Dataset
The data set consists C-programs obtained from the GNU GCC repo (I'm somewhat sure) and the ID-sofware repo. Each program is of varying length. We call a tokenized C program a sample. A program limit of 5000 tokens have been included - we discard longer programs for now (not to mention empty programs). So the stats for the dataset is:
data processed, stats:
nr prgs : 387
avg len : 1634
var len : 1430
max len : 4947
min len : 9
discarded len : 144
Data Preparation
We tokenize each C program: we transform it into a list of tokens, now it is a sample. We store all samples in a json-file. This is done in process_data.py. Then we load them and split them into a training set and a test set. This is supervised learning: each sample is a pair of the original input and the same but rotated to the right and padded with an <eof> token. For the program described on the page before this we have original as:
@ident
@ident
(
)
{
@ident
(
@string
)
;
}
And we have rotated and padded as:
@ident
(
)
{
@ident
(
@string
)
;
}
<eof>
The original sample we see as a data point \( x \), that is the input of the network. The padded and rotated version we see as a target \( y \). This is the true value, what we want the prediction to match.

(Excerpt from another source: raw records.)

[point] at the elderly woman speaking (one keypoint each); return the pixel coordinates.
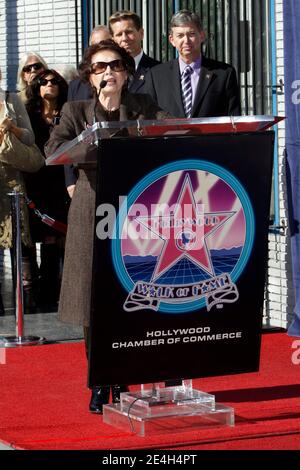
(108, 67)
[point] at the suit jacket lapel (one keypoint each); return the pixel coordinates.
(205, 78)
(175, 84)
(139, 77)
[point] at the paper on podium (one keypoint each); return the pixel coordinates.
(84, 148)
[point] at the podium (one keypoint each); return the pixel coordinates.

We have the following stats of the train/test data. Here the \( vocab \) is just a set of tokens that have been seen in the C files. For example we most likely have \( @num \in vocab \). Now:
vocab size : 118
dataset size : 387
train-set size : 310
test-set size : 77
train-set ratio : 0.8010335917312662
Cross validation has been used. So the training set has been divided into \( k = 10 \): 9/10 for training and 1/10 for validation. We have the following split sizes for each epoch:
train_split length : 279 val_split length : 31Make a note
One thing to note about this parser: it is bound to learn the coding style of the coder - at least to some degree. Looking through the original programs I have noticed a lot of one line functions. These contains one return statement and nothing else. Furthermore a lot of #include and #define statements are in the top of each program. This might have impact on the parser. It might develop a believe that functions are most likely one liners. This is left as a note. One can just use a different dataset with a different coding style to have a different parser.